Il rappresentante di Black Power, distinguibile nel giubbotto e nel berretto di pelle nera e nel foulard rosso al collo, come un gruppo di suoi compagni schierati frontalmente al palco, ha ricordato che l’attacco congiunto dell’imperialismo USA e delle oligarchie venezuelane è anche un attacco diretto alle popolazioni indigene e di origine africana del Venezuela, dove il conflitto di classe spesso assume le forme anche dell’oppressione razziale.
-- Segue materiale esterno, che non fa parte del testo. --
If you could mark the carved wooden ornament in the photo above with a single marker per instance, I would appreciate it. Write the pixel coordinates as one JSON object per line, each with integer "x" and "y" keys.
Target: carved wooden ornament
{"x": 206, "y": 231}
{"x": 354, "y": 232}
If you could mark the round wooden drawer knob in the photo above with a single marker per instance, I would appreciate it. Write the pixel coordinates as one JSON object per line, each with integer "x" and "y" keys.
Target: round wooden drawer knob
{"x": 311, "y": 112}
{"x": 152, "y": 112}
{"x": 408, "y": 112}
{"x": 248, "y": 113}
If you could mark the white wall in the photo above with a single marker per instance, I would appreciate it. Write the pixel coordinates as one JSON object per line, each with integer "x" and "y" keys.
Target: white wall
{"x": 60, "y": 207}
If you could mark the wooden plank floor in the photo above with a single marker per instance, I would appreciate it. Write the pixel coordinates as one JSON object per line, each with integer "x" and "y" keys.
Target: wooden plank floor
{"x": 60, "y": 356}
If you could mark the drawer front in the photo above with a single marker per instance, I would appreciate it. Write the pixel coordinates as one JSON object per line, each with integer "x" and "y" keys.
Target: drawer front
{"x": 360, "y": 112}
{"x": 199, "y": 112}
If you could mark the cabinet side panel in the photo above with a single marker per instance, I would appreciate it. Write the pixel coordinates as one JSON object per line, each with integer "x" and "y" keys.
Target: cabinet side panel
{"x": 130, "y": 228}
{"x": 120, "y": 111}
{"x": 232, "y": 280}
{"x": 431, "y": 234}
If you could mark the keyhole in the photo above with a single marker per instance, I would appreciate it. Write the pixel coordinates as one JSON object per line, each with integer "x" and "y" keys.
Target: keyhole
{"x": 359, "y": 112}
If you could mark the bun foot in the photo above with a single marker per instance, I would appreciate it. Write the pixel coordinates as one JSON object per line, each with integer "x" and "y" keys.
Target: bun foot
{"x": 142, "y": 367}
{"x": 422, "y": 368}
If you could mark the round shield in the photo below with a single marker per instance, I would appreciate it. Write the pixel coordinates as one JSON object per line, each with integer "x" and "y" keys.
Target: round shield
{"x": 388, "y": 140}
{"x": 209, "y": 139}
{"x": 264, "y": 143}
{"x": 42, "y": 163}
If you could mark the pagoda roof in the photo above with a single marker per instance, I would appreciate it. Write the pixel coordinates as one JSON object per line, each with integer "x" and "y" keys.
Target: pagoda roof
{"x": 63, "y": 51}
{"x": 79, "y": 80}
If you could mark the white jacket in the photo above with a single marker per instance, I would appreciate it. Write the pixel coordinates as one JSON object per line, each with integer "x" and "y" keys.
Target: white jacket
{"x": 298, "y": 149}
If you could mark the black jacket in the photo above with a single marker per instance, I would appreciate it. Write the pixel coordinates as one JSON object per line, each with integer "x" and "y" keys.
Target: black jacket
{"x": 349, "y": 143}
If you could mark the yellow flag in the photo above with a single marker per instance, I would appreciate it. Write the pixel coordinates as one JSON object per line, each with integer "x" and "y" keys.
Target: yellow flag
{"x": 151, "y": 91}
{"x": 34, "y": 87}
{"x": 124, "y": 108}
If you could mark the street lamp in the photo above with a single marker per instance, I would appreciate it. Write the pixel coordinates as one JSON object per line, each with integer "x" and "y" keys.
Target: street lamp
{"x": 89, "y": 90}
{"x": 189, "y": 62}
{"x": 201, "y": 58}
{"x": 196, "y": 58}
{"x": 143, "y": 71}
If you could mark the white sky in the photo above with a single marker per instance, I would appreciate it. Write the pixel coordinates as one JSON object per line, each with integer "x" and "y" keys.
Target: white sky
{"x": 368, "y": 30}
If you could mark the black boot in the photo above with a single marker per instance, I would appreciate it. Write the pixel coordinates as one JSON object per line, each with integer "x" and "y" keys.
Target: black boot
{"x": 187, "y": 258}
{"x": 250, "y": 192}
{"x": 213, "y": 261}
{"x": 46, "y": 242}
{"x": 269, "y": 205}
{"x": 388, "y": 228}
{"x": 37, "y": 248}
Ha inoltre evidenziato il parallelismo tra la crisi sociale e politica in Venezuela e quella analoga in atto nello Zimbabwe, entrambe scatenate ad arte per mezzo dello strangolamento economico da parte delle potenze imperialiste, USA in primis.
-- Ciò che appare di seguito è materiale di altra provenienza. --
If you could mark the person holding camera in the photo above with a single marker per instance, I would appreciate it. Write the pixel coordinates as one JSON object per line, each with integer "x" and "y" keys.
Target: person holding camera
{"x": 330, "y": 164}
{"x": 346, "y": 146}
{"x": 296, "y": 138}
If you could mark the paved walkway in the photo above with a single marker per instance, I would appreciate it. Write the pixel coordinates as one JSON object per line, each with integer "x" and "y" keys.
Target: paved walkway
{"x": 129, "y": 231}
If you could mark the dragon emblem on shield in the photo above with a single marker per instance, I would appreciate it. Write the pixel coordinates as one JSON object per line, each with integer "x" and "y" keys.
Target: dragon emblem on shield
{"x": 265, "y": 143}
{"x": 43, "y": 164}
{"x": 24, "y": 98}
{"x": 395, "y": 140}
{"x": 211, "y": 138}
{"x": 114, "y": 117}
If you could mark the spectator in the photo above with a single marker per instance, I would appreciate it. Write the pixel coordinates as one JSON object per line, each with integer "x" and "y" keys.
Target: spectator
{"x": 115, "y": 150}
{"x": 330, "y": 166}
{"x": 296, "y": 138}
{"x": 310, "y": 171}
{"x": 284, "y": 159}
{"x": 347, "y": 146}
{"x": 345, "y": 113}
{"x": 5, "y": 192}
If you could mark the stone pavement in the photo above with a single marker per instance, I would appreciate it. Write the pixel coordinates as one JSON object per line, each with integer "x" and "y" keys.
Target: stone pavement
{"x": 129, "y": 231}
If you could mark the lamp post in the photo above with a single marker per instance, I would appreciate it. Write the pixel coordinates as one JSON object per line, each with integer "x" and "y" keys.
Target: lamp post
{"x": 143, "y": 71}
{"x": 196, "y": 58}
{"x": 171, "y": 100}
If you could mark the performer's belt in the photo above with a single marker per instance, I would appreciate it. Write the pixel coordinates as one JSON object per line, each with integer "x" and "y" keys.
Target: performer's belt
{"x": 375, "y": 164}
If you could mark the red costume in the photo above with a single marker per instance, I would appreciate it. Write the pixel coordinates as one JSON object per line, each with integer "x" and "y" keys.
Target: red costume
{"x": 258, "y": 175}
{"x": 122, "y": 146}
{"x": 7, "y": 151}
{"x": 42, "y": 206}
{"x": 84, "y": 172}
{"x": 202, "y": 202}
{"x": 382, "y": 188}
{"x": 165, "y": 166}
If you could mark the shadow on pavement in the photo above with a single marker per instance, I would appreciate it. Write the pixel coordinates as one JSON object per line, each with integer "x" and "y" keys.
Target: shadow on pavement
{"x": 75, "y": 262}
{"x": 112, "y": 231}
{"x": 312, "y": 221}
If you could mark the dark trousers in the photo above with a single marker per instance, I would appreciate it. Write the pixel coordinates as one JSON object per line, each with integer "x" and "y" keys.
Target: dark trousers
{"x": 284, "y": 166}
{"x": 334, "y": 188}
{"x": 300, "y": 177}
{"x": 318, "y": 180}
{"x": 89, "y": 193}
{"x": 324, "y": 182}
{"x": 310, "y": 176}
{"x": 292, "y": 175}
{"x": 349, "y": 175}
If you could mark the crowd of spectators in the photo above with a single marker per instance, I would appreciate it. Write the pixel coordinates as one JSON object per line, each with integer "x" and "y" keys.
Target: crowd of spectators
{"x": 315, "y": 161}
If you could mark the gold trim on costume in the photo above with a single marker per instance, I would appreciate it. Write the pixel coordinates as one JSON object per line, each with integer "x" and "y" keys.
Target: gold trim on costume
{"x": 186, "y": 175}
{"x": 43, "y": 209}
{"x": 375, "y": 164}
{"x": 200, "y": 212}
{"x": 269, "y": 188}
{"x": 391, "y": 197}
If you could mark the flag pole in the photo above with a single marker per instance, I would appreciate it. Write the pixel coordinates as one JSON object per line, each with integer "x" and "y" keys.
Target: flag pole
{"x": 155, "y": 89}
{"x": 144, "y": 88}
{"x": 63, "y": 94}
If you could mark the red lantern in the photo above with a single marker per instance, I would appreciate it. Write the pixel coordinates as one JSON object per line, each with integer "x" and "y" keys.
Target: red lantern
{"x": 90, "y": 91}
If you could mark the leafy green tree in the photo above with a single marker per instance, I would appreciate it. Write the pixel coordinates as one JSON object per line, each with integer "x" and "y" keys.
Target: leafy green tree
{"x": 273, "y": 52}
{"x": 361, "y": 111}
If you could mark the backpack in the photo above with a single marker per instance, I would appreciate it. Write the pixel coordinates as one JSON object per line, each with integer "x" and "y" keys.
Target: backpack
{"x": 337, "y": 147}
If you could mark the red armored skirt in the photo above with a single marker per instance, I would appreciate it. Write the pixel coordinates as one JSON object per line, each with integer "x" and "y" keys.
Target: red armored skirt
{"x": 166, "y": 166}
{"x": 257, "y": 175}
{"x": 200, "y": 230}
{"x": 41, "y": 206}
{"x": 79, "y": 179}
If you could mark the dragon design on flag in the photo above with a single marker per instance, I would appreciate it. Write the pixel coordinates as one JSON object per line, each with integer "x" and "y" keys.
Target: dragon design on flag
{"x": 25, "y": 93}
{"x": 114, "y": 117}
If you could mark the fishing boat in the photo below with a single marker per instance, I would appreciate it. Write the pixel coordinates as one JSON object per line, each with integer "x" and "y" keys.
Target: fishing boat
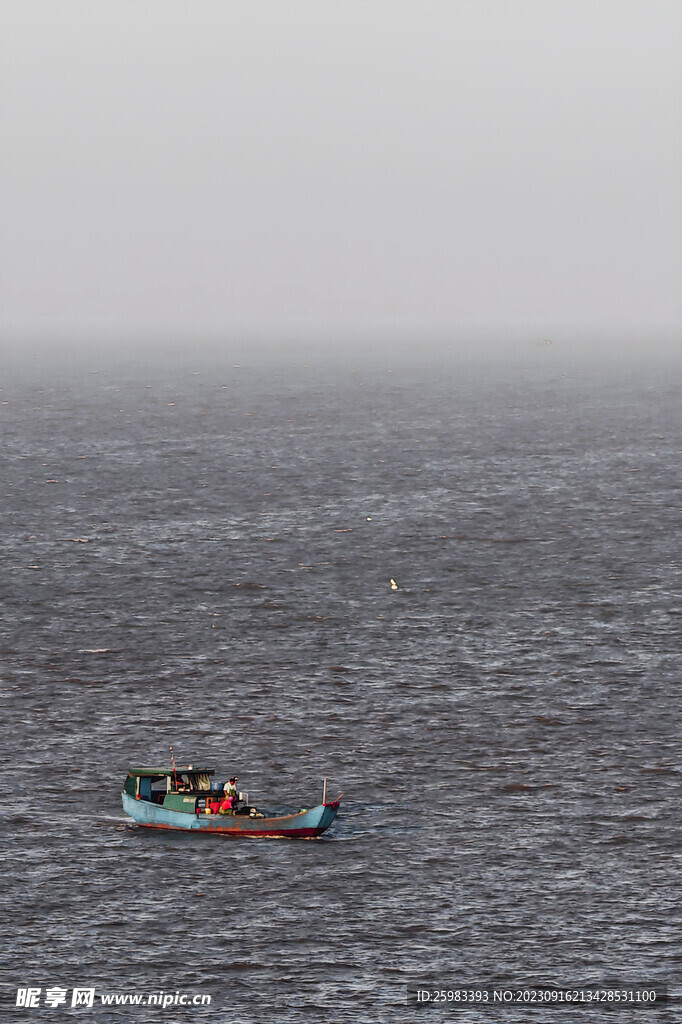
{"x": 185, "y": 798}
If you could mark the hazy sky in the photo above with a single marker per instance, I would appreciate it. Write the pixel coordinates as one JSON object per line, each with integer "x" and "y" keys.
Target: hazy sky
{"x": 198, "y": 166}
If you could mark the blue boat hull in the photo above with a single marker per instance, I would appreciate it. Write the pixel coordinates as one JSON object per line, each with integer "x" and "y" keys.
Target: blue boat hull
{"x": 305, "y": 824}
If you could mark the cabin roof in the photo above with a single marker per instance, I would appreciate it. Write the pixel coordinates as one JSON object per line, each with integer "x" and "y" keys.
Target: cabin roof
{"x": 178, "y": 770}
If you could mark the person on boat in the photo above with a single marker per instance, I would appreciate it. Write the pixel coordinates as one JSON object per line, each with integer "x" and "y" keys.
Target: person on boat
{"x": 226, "y": 806}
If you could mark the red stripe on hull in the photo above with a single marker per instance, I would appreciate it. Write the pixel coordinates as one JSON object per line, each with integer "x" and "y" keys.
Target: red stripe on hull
{"x": 290, "y": 834}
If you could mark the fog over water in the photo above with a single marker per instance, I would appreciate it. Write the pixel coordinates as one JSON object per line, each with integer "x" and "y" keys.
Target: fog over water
{"x": 340, "y": 437}
{"x": 287, "y": 165}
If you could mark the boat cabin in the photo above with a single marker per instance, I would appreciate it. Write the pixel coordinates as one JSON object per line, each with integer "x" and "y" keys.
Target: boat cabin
{"x": 180, "y": 788}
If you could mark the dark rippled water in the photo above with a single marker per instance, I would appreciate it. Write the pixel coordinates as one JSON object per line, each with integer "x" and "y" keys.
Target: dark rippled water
{"x": 201, "y": 554}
Un altro intervento ha richiamato la subdola strategia imperialista che ha messo in moto anche l’apparato diplomatico per fare pressioni sulle Nazioni Unite, normalmente boicottate e snobbate, per guadagnarsi la foglia di fico di una risoluzione che autorizzi l’intervento a scopo umanitario, vero “cavallo di troia” per giustificare poi la presenza militare in appoggio al colpo di stato in atto.
Un rappresentante del Green Party ha fatto notare come alla base della forte esposizione dell’amministrazione Trump in questa crisi scatenata ad arte, stanno non soltanto i fin troppo evidenti interessi dell’industria petrolifera, ma anche quelli della ricostruzione, analogamente a quanto avvenne in Iraq a suo tempo.
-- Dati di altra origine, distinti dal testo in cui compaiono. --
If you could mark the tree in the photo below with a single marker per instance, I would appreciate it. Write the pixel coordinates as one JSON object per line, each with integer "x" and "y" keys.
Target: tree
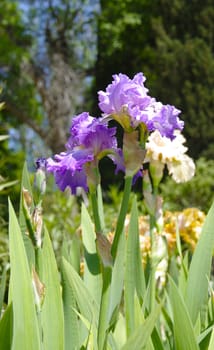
{"x": 44, "y": 69}
{"x": 172, "y": 43}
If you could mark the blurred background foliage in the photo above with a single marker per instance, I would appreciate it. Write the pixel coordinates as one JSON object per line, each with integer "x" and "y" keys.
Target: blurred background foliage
{"x": 56, "y": 54}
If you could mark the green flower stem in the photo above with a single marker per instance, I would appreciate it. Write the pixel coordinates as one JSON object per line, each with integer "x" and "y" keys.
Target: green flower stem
{"x": 95, "y": 209}
{"x": 122, "y": 214}
{"x": 104, "y": 307}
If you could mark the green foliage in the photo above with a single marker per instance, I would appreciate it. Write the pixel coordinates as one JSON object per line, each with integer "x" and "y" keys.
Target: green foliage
{"x": 104, "y": 306}
{"x": 172, "y": 44}
{"x": 198, "y": 192}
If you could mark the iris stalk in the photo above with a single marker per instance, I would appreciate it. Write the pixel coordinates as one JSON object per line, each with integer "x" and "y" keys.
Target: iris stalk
{"x": 122, "y": 214}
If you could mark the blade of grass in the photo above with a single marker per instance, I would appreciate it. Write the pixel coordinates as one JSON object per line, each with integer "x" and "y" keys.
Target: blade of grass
{"x": 71, "y": 324}
{"x": 183, "y": 328}
{"x": 140, "y": 337}
{"x": 52, "y": 319}
{"x": 24, "y": 312}
{"x": 6, "y": 324}
{"x": 133, "y": 271}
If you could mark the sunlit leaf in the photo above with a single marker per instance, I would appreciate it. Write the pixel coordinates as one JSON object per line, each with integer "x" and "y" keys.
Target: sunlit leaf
{"x": 25, "y": 324}
{"x": 184, "y": 335}
{"x": 199, "y": 272}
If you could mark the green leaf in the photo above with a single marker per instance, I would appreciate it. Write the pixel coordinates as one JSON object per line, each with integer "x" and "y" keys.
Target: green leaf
{"x": 7, "y": 184}
{"x": 183, "y": 328}
{"x": 117, "y": 280}
{"x": 52, "y": 319}
{"x": 25, "y": 183}
{"x": 3, "y": 137}
{"x": 71, "y": 324}
{"x": 199, "y": 272}
{"x": 92, "y": 275}
{"x": 141, "y": 335}
{"x": 133, "y": 272}
{"x": 24, "y": 312}
{"x": 211, "y": 343}
{"x": 6, "y": 324}
{"x": 2, "y": 287}
{"x": 85, "y": 301}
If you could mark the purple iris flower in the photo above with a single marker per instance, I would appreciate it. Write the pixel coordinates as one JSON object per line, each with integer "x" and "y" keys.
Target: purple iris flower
{"x": 90, "y": 140}
{"x": 127, "y": 102}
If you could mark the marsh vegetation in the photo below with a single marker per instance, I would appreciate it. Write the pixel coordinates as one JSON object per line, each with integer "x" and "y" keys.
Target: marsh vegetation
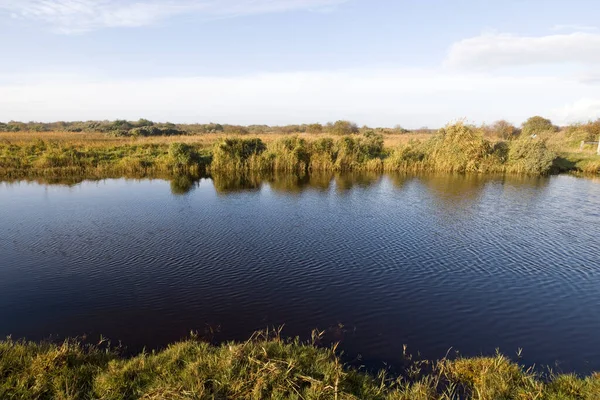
{"x": 145, "y": 148}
La rappresentante dei lavoratori del MTA (l’azienda pubblica dei trasporti di New York), oltre ad esprimere la solidarietà ai lavoratori fratelli del Venezuela, ha ricordato che la guerra è già in atto da tempo, ed è una guerra economica che ha sottratto al Venezuela riserve valutarie pari a 9 miliardi di dollari, causando ulteriori perdite per 6,5 miliardi.
Incontro un signore di mezza età, che sostiene un cartello del Workers World Party, ma dice di essere soltanto un simpatizzante, ed è accompagnato dalle due figlie adolescenti. Lui è cubano, è venuto a lavorare negli USA ma mi dice di amare la sua patria socialista e mi esprime, con un’espressione di velata angoscia, tutto il suo timore per questo attacco al Venezuela che avrà delle conseguenti anche su Cuba e potrebbe preludere ad una resa dei conti dell’imperialismo USA, con un contraccolpo economico non indifferente, vista la grande importanza del petrolio venezuelano che dai tempi di Chávez ha contribuito in maniera decisiva a garantire l’indipendenza cubana.
Una compagna attivista della rivista The Militant, d’altro canto, mi ricorda il grande contributo che Cuba ha dato all’esperienza socialista in Venezuela, con migliaia di medici, insegnanti, tecnici volontari, molti dei quali si trovano ancora lì e rischiamo di rimanere coinvolti anche loro in un eventuale conflitto militare.
Prende intanto la parola un compagno di origine serba, che ha vissuto la tragica esperienza dei bombardamenti USA su Belgrado, ricordandoci che proprio in questi giorni cade il 20° anniversario di quel vergognoso atto di guerra imperialista, avvenuto con la vile complicità di tutte le cancellerie europee. Incita alla resistenza ed alla fratellanza e, con uno slancio commosso, risponde ai media mainstream che vogliono farci credere di essere noi dalla parte sbagliata della storia, ma in realtà oggi è l’imperialismo dell’Occidente e della NATO dalla parte sbagliata della storia, visto che la gran parte della popolazione mondiale gli si oppone già e gli si opporrà sempre con maggiore forza.
L’intervento di chiusura è affidato ad una giovanissima compagna, dolcemente agguerrita, che lancia degli slogan di lotta con una voce penetrante, che scalda i cuori e le menti di tutti i presenti e li invita a partire in corteo, per sfilare a testa alta sotto il colonnato della borsa e sotto i quartieri generali dell’alta finanza. Oggi, lorsignori, i padroni di Wall Street siamo noi, compagni e lavoratori che, per nascita o per radici, proveniamo da tutti gli angoli del pianeta, come i capitali che voi amministrate.